O texto faz referência às medidas anteriores e propunha colocar em prática a intenção manifesta de que, para que os EUA pudessem “ajudar os cubanos a manter sua independência”, Cuba vendesse ou arrendasse terras escolhidas pelo presidente estadunidense para instalação militar. Os detalhes finais foram acertados no Convênio de Arrendamento para Estações Navais ou Carvoeiras, ratificado em outubro do mesmo ano, estabelecendo como renda anual o valor de dois mil pesos em moedas de ouro.

Ainda em 1889, escrevia Martí: “E uma vez que os Estados Unidos estiverem em Cuba, quem os tira dela? (…) Quero bases mais seguras para o meu povo. Esse plano, com seus resultados, seria um modo direto de anexação.” Os 115 anos desde a imposição do acordo e da Emenda Platt certamente atestam tal visão.

Pela retirada dos EUA de Guantânamo

Logo após a Revolução Cubana, o governo revolucionário deixou de coletar o valor do arrendamento do território de 117 km2 ocupado pela base militar dos EUA: USD 4.085. Desde então, o desejo e a exigência soberana do povo cubano de devolução do território de Guantânamo é repetidamente reiterada, mas a demanda é acintosamente rechaçada pelos EUA. Mesmo assim, a discussão sobre as dimensões legais de tal via segue empenhada.

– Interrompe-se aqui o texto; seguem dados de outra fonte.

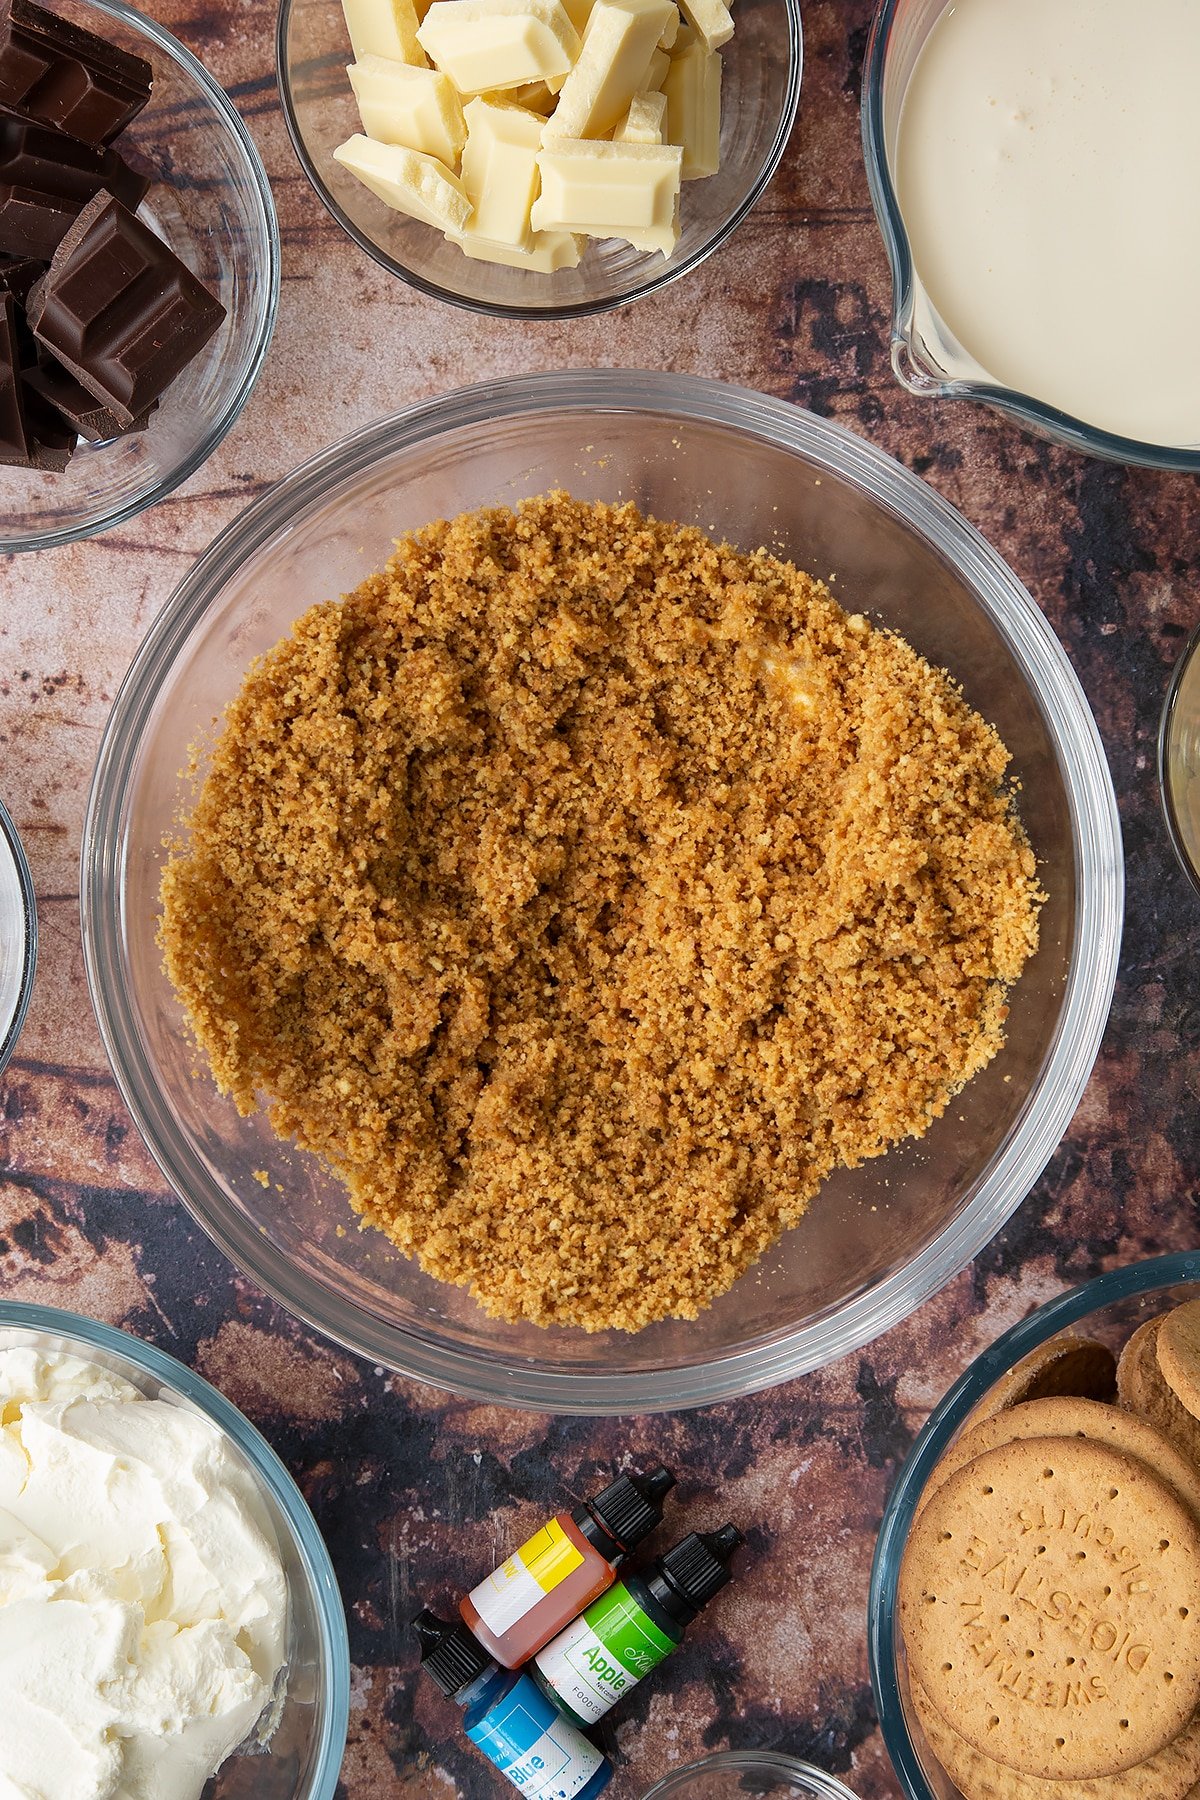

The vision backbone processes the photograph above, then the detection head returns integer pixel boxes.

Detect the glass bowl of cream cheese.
[862,0,1200,469]
[0,1303,349,1800]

Em 2002, os EUA instalaram ali também um centro de detenção de onde relatos horrendos de um sistema contraventor do direito internacional humanitário (contravenção já corriqueira no ambiente criado pela “guerra ao terror” inventada por George W. Bush) projetam-se em inúmeras matérias e diários censurados de torturas e outros maus tratos, durante anos de encarceramento ilegal, sem acusação formal ou julgamento.

Entre as infames ordens executivas assinadas por Donald Trump, em janeiro deste ano o presidente dos EUA fez retroceder a tímida promessa de Barack Obama de que a prisão seria fechada (promessa, na prática, impedida pelo Congresso estadunidense). Obama chegou a assinar uma ordem pelo encerramento da instalação em 2009 e em 2016 reafirmou sua posição, em despedida do cargo, embora não a defendesse tanto com base nos princípios dos direitos humanos, mas mais porque a instalação “custa caro” aos EUA.

No seu discurso sobre o “Estado da União” deste ano, Trump afirmou que ainda mais pessoas podem ser enviadas para aquele que é um centro de tortura à margem da lei. Segundo o diário britânico The Guardian, em matéria de janeiro, a ordem de Trump encomenda para abril uma revisão da política de detenções de combatentes, “inclusive das políticas que regulam a transferência de indivíduos para a Instalação Naval dos EUA na Baía de Guantânamo”.

Também por isso, ao marcar os 115 anos desde a ocupação do território de Guantânamo pelos EUA, o movimento da paz em todo o mundo alça a voz em apoio ao povo cubano pela recuperação da sua soberania sobre o local, pelo desmantelamento de um posto avançado do imperialismo estadunidense e pelo encerramento de um centro de torturas que ofende a humanidade.